Il s’éloigna, Morven a attaché ses jupes et s’est mise a travaillé avec ardeur. Ca faisait plusieurs semaines qu’elle n’avait plus travaillé la terre et l’odeur de la terre fraichement remuée était agréable à ses narines. Creuser était un travail qu’elle aimait et elle savait ajuster son corps à son rythme. Elle avait terminé la seconde rangée lorsqu’elle a vu trois hommes ; ils marchaient dans les champs et se dirigeaient vers des cabanes en se retournant régulièrement pour la regarder. Elle les a vu disparaître ce qui l’a troublée. Est-ce que ses jarretières rouges n’ont pas d’autre effet que de provoquer quelques regards et murmures inutiles ? Est-ce que les hommes avaient trop peur de Maîtresse Hildegarde pour s’aventurer près d’elle ? La quatrième rangée était presque achevée quand elle a soudainement remarqué que Wat, Samkin, Chinnery et trois autres hommes, chacune armé d’une bêche se tenaient debout derrière elle, la regardant avec une attention considérable. « Que cherchez-vous ? » a-t-elle demandé. « Qui êtes-vous ? » a dit Morven aux trois autres.

« Simon Pipeadder et ses fils, Pierre et George, maîtresse, » a dit Samkin.

« Est-ce vrai, maîtresse ? » a demandé Simon anxieusement.

« Est-ce que quoi est vrai ? » a-t-elle demandé prudemment.

Il hésita et murmura: « Ma Truda, sur flanc de la colline là-bas ... 

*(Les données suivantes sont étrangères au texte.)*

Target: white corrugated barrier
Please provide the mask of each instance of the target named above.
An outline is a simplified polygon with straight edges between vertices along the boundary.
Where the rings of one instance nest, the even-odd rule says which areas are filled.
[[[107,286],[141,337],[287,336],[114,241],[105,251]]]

- Oui elle est venue en courant pour nous raconter qu’une personne portant le signe du messager chevauchait avec les jeunes maîtres.

- Quel signe ? On m’a enseigné la prudence et mon enseignant était sévère.

- Il parle des jarretières rouges, maîtresse, » a dit Wat avec impatience.

« Est-ce que c’est vrai ? Etes-vous le messager ? Est-ce que les beaux jours reviennent à nouveau ? » a demandé Samkin.

« Nous sommes rentré de la ville plus vite que jamais, et lorsque nous avons vu Maitre Jan et Maître Olaf avec toi et que nous avons songé à la distance qu’il vous restait encore à parcourir avant d’arriver ici, nous avons pensé que vous étiez des fantômes. »

Elle a soulevé ses jupes et montré les jarretières rouges puis a laissé retomber ses jupes. En voyant les jarretières les hommes tombèrent à genoux, en chantant dans une sorte de chœur : ‘Ô jour béni Demoiselle, quand allons-nous nous retrouver ?’

« Pas si vite, » a-t-elle dit, « on ne doit pas nous voir parler ensemble et trainer ici. Dispersez-vous et retournez au travail.

- Hors de question de retourner au travail, » a protesté Chinnery.

« Pas étonnant que vous preniez des coups, » a dit Morven.

« Paix, imbécile, fais ce que dit la Demoiselle ou il va t’en cuire » s’écria Wat.